Luis de Miranda : Le piège, c’est le lien d’attache : il me semble que dans cette histoire le dit artiste et le dit vandale sont liés, dans la mesure où leur acte se prolonge et se situe spatialement dans le même champ, celui de la simulation. D’un côté un artiste institutionnel pompier qui singe le geste de Duchamp avec ce que j’appellerai un retard à l’allumage (de plusieurs décennies). De l’autre un mal-nommé vandale qui, loin de briser l’œuvre, comme l’a fait Pinoncelli de l’urinoir de Duchamp, se contente de figurer sa fonction symbolique biologique. S’il s’agit bien d’une représentation de l’organe tubulaire musculo-muqueux de la femme, alors il est naturel que de temps en temps il soit maculé d’urine. Il me semble que l’artiste institutionnel, en commentant la maculation pirate de manière outrée (et si peu convaincante qu’on en vient à se demander s’il n’est pas lui-même l’auteur du micro-attentat), est tombé dans le piège du simili-vandale, en ne voyant pas le prolongement que constitue le fait de simuler des traces d’urines sur l’œuvre. La ministre de la culture a aussi prouvé son manque de clairvoyance en parlant d’atteinte à la liberté de création. Imaginez un médecin qui dirait que le fait d’uriner par des voies qui servent aussi à l’enfantement constitue une atteinte à la liberté d’accoucher.
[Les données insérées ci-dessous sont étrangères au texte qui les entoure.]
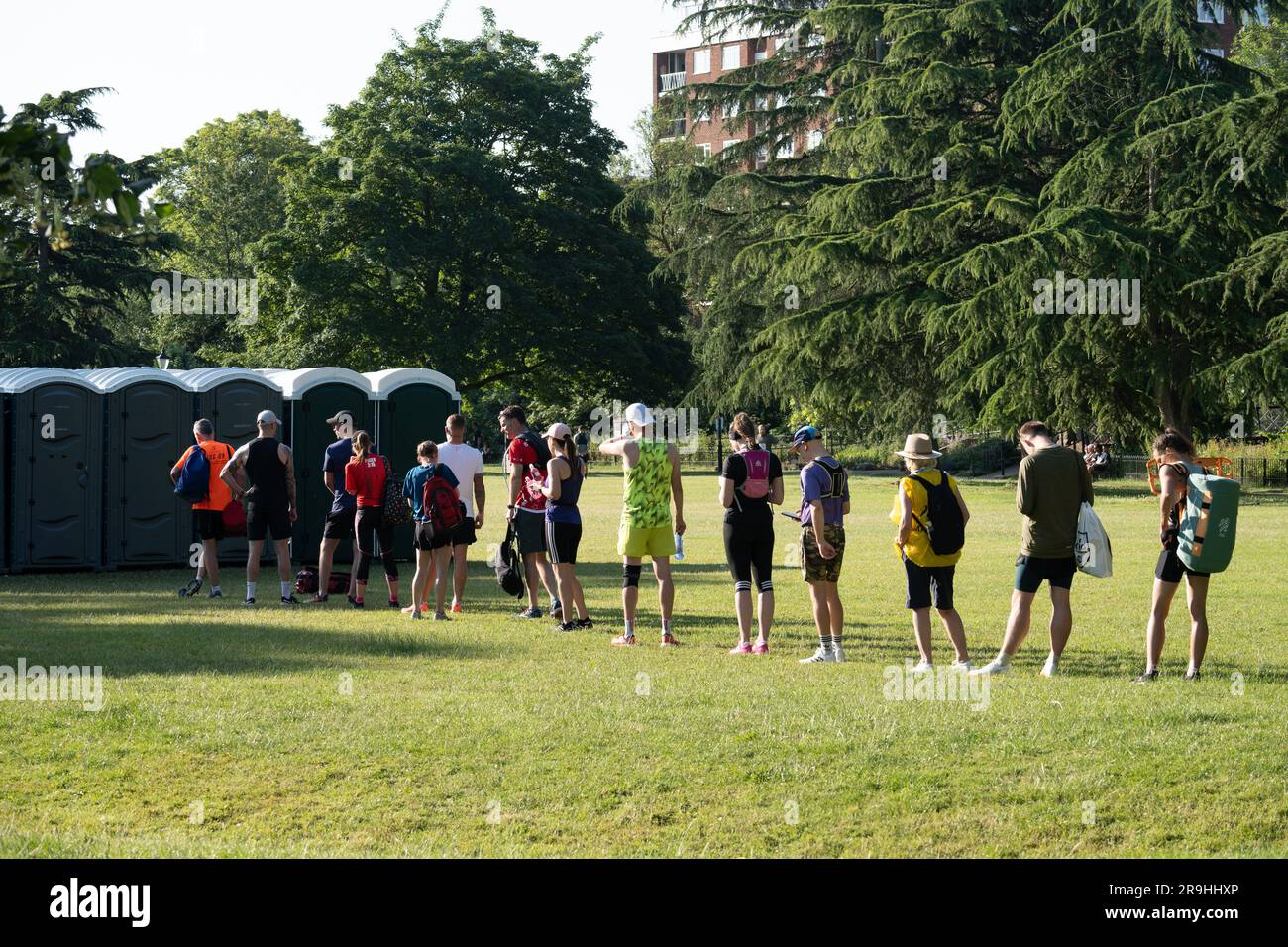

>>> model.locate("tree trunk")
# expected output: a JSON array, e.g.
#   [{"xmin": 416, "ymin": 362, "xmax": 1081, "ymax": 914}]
[{"xmin": 1158, "ymin": 344, "xmax": 1194, "ymax": 437}]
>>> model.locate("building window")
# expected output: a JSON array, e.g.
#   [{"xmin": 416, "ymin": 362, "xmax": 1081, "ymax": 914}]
[{"xmin": 1198, "ymin": 0, "xmax": 1225, "ymax": 23}]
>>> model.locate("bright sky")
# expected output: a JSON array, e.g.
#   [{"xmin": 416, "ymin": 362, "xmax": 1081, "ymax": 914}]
[{"xmin": 0, "ymin": 0, "xmax": 696, "ymax": 159}]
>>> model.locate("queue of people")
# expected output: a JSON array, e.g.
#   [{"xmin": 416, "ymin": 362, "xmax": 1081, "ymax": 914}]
[{"xmin": 171, "ymin": 403, "xmax": 1210, "ymax": 683}]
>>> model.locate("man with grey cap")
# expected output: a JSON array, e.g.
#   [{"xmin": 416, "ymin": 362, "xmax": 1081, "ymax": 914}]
[
  {"xmin": 313, "ymin": 411, "xmax": 358, "ymax": 601},
  {"xmin": 219, "ymin": 411, "xmax": 299, "ymax": 605}
]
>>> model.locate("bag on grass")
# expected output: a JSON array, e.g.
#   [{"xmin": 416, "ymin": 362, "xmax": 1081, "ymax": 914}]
[
  {"xmin": 1073, "ymin": 502, "xmax": 1115, "ymax": 579},
  {"xmin": 1176, "ymin": 471, "xmax": 1239, "ymax": 573},
  {"xmin": 494, "ymin": 523, "xmax": 524, "ymax": 598}
]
Non, en réalité, il n’y a pas eu vandalisme, mais prolongement et collectivisation de l’œuvre, et l’artiste comme la ministre auraient dû s’en réjouir, s’ils étaient pourvus du recul cognitif nécessaire à l’analyse de leur contemporanéité. Hélas, entre la puissance intellectuelle, la cohérence éthique d’un Duchamp, et les relatives platitudes de son imitateur contemporain, il y a le même écart qu’entre, disons, un Malraux (même si tout ne fut pas admirable chez lui) et une ministre de la culture française bougiste du début du 21e siècle, qui change de ministère comme de chemisier. Max Weber dirait que dans les deux cas, la vocation n’est plus là.

Puisque vous parlez de piège, et que j’ai relié le piège au lien identitaire et à la proximité de champ entre le chasseur et le chassé, entre le piégé et le piégeur, il faut noter à quel point nous sommes tous liés par le processus de collectivisation symbolique qui s’opère dans les jardins dédiés à la mémoire de l’absolutisme. Versailles symbolise deux choses un peu contradictoires en apparence : le moment historique et nostalgique où la France fut au centre du monde, mais aussi l’Ancien Régime et ses inégalités essentialistes. C’est, avouons-le un lieu majestueux, jurassique, mais aussi un peu ennuyeux. Le simulacre de scandale organisé que permet l’art contemporain vient y réveiller de temps en temps la torpeur des cars scolaires et la placidité de la procession touristique.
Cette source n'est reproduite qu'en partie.